Whether because of convenience, the desire for autonomy, or a tight budget, some condo and HOA communities opt not to retain an outside management company or an agent to handle their respective day-to-day administrative and maintenance needs. Without proper oversight and experience however, the vitality of the building and property – along with the residents who call it home – can face jeopardy.
First Things First
“One of the biggest maintenance-related challenges is simply having a good maintenance schedule in place to identify what needs to be maintained, how is it maintained, and how often is it maintained,” says Peter Miller, principal at the Annapolis, Maryland-based Miller Dodson Associates, Inc., a capital reserve consulting firm. “It is also important for the board of directors to provide an adequate maintenance budget so that these components, systems and facilities can be maintained properly.”
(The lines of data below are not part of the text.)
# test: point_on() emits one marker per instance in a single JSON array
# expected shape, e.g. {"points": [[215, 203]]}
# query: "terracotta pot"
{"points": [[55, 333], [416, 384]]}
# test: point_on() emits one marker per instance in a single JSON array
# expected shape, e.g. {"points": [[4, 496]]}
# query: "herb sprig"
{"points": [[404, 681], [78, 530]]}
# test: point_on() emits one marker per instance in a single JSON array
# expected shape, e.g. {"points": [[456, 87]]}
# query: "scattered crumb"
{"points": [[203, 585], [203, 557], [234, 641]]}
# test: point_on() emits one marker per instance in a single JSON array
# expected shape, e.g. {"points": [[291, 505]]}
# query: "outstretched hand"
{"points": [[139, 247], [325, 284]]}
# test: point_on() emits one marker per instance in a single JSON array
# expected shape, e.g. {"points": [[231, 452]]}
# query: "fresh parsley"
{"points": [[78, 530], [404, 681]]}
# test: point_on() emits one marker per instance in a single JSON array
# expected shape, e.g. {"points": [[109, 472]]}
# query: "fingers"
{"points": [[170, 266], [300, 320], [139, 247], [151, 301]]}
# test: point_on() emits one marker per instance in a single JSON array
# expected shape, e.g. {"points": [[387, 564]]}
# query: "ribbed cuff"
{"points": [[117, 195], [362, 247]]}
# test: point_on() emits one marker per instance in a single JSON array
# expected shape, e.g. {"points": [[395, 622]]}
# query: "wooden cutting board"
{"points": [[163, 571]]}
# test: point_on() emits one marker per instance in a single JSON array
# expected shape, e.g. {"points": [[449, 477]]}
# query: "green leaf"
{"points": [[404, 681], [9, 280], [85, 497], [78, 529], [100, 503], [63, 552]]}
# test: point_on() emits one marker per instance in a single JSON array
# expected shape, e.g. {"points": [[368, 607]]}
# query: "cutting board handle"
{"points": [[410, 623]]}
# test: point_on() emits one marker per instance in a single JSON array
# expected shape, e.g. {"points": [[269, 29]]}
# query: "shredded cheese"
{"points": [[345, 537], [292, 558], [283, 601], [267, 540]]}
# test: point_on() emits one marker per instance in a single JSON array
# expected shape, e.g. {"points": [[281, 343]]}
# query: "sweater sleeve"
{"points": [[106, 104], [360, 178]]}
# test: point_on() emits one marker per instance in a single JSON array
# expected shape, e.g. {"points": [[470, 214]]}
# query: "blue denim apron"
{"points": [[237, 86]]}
Boards must have a plan in place to deal with disasters – natural or otherwise, adds Miller. “Dramatic events like exploding boilers or roof blow-offs show why we need to have a plan for dealing with disasters,” he says. “But the more frequent occurrences are failing boilers and leaking roofs due to lack of maintenance, or lack of adequate reserve funds for their timely replacement.”
Aside from planning for potential disasters, boards have to stay on top of routine, day-to-day tasks. Regular maintenance of the building’s vitals, along with knowledge of aging components like elevators and roofs, are essential to a successful operation.
“Typically, the largest expenses we see for townhome associations are roofing, building exterior envelope issues, and asphalt – such as parking driveways,” says Robert Nordlund, founder and CEO of the Calabasas, California-based Associations Reserves, Inc. “For multi-story buildings, roofing and asphalt tend to diminish in significance, with interior assets like carpet, hallways, lobbies, common rooms, and major mechanical [elements] like elevators becoming significant.